By their nature, financial institutions require a higher level of speed, customization, storage and security in their infrastructure, said an exec with Savvis Inc.
Savvis, a provider of cloud infrastructure and hosted IT solutions, has already tapped this market with previous products, but their recently released Savvis Market Infrastructure (SMI) targets the financial sector directly.
Varghese Thomas, global head of financial services at Savvis, is confident that “the purpose-built solutions made possible by Savvis Markets Infrastructure allow firms to focus their IT resources on their own core competencies.”
Roji Ooomen, director of business development at Savvis, says that SMI is basically a “productized a set of tools that, whether you’re a broker, a dealer, a small hedge fund, or even a large mutual fund, you can assemble into a stack that you can write a trading application on top of for very low costs.”
Mikey Rollins, operations manager for cloud-based eCommerce company, Nova-Tech Online Inc., agrees that “this should help keep cost manageable for small firms and give them the scalability of a larger one.”
Oomen says “there has been a tremendous upswing in the amount of trading done electronically,” and, as a result of this, “financial firms in capital markets have become a lot more IT centric.”
Bearing that need in mind, Oomen says Savvis took a “look at a broad spectrum of our customers and [noticed] that there tends to be a tremendous amount of overlap in certain areas.”
Where trading is concerned, a lot of the business is centered around key areas, mostly exchanges. When the Savvis data centres were originally located there, it was in order to be close to those exchanges.
Now, that locational distance, and the implementation of their private fibre with 10 gigabit capability, allows SMI to offer the kind of speed and security sought by financial firms, Oomen says.
Often where trading is concerned, “latency is critical,” Oomen said. The market produces so much data every day that, “storing that data so you can analyze it to predict future patterns has become burdensome on small firms … SMI is a way for firms to tap into [Savvis’s] ability to deliver managed infrastructure as a service, [in order] to help manage their costs and become much more efficient.”
Because businesses can access as much or as little of Savvis’s resources as they need, even on a day-to-day basis, the scalability of services can keep IT spending from spinning out of control.
Based on the trends set by “companies like Amazon, Netsuite, Oracle and Google [pushing] for more cloud solutions in the last couple of years,” Rollins believes Savvis’ product could really fill a niche in the market.

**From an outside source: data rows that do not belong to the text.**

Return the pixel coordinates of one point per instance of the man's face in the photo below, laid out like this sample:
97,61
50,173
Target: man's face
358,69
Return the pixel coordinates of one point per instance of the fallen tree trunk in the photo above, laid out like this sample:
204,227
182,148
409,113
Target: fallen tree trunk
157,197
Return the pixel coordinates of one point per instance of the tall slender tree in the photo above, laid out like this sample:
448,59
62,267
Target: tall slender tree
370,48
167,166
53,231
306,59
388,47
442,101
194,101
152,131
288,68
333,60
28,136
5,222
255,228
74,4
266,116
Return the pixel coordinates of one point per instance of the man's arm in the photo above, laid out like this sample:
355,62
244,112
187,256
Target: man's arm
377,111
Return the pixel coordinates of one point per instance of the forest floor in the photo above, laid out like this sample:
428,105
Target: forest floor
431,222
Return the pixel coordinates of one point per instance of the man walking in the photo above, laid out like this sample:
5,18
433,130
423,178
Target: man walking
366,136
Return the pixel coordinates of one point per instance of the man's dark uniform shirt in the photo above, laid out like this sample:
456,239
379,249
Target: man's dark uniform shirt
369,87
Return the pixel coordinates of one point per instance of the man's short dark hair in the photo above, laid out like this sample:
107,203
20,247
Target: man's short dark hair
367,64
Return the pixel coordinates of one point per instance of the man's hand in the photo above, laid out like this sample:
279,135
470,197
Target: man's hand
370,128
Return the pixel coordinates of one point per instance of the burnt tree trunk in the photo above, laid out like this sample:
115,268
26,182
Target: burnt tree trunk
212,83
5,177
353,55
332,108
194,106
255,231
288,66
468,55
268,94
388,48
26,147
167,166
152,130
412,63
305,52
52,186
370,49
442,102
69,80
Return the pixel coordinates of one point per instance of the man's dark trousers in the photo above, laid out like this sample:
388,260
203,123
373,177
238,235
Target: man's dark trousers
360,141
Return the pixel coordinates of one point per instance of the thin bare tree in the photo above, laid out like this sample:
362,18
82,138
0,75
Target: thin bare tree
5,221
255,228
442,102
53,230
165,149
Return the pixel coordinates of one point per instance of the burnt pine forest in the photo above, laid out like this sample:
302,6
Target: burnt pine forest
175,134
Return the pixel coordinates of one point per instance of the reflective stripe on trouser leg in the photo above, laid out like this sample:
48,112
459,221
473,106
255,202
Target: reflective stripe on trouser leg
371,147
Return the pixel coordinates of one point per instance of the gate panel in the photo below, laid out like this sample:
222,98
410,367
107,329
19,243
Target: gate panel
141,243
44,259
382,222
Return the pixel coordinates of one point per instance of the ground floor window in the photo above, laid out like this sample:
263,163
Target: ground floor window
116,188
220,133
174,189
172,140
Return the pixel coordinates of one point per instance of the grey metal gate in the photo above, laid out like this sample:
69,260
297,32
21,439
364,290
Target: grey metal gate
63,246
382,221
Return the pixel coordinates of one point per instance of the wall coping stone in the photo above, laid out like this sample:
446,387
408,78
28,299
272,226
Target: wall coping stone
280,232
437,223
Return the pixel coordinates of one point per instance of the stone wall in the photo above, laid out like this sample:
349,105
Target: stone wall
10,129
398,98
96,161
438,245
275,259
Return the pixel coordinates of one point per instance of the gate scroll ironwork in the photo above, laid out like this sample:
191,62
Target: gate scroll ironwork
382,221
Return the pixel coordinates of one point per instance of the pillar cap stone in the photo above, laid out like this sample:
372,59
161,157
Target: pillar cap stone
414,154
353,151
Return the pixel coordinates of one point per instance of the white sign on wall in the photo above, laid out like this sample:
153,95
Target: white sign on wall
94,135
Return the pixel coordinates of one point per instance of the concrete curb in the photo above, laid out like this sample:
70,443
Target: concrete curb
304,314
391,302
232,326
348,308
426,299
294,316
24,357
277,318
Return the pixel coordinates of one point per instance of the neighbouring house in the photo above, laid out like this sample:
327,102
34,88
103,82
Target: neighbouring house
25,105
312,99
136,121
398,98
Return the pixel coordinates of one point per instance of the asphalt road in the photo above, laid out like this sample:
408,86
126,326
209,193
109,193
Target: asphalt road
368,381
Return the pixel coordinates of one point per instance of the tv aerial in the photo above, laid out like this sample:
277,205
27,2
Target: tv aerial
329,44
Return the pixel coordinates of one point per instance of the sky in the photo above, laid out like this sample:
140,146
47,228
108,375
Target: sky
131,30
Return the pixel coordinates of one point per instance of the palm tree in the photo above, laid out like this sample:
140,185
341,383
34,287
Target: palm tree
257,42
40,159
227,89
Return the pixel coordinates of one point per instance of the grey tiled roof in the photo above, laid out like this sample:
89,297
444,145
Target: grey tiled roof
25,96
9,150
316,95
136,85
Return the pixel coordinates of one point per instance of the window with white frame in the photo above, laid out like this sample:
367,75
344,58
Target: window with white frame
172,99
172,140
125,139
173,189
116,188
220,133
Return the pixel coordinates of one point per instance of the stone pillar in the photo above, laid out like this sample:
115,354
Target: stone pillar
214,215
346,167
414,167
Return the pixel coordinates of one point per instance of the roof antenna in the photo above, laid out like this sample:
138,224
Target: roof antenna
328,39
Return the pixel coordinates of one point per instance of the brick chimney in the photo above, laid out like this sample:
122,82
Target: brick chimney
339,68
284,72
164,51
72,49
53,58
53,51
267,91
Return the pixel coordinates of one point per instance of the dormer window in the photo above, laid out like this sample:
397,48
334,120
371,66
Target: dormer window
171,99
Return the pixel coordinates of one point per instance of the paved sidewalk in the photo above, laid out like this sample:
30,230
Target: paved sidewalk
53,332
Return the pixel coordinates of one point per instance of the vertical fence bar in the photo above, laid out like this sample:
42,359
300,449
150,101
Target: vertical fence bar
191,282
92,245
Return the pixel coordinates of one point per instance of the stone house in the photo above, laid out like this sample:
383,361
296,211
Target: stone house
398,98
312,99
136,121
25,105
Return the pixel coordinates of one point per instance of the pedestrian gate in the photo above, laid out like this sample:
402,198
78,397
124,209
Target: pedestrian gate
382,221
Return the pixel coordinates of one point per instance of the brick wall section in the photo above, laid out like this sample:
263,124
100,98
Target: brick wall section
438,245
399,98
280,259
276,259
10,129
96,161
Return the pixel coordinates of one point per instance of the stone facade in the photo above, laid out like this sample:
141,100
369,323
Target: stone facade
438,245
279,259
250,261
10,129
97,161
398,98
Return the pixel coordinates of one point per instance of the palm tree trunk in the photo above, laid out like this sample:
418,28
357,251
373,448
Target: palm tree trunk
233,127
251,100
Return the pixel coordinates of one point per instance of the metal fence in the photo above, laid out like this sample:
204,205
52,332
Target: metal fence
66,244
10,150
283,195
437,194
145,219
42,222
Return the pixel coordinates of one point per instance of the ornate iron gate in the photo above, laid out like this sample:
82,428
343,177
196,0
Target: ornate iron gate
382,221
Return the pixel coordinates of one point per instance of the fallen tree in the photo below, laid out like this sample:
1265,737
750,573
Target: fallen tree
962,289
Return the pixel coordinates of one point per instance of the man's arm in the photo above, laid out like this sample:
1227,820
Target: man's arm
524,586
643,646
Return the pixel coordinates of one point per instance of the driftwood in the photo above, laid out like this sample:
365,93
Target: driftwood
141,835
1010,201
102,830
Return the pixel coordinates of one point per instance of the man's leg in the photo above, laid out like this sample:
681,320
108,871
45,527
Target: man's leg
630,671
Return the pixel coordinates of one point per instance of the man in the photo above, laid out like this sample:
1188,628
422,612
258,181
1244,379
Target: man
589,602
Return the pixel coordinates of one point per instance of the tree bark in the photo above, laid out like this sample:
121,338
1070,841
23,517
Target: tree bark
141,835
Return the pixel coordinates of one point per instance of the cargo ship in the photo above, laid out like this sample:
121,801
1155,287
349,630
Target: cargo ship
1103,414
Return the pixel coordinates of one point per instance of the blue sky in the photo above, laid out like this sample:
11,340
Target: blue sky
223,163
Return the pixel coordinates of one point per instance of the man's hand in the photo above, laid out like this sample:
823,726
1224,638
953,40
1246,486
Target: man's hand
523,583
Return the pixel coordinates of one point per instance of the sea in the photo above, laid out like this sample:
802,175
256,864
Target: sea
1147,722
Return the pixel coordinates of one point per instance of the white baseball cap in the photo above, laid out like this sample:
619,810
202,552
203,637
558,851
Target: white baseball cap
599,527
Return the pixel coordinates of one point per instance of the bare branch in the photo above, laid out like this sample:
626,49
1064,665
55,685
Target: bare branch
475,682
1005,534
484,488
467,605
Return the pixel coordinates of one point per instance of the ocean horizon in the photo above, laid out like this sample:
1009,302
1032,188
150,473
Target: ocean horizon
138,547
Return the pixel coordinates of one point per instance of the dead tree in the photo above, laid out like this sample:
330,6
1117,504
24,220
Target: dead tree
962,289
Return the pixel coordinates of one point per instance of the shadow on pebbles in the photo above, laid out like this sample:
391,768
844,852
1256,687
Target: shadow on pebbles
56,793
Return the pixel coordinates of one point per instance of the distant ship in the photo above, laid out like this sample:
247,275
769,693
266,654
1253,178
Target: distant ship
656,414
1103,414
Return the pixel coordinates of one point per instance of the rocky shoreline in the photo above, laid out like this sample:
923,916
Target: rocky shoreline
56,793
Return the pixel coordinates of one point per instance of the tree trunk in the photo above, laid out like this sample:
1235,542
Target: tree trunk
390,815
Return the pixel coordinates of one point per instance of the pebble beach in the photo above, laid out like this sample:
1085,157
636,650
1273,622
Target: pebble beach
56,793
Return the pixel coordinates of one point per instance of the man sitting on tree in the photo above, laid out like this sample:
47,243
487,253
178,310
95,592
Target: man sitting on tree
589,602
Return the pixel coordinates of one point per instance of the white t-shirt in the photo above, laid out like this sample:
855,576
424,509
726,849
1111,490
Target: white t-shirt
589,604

The only caveat, as far as he is concerned is one that Savvis hopes will not become an issue. By adopting an over-arching system and putting a company in the hands of SMI, you face issues of “losing control, a lack of up to date features, and getting locked into a platform,” Rollins said.
But Oomen is quick to point out that, while these concerns are valid, Savvis strives for unconditional neutrality. As they’re not a participant in the financial market, they believe they can offer the best in class features and hardware, without being bogged down by politics, a claim, he says, not all providers in this market can make.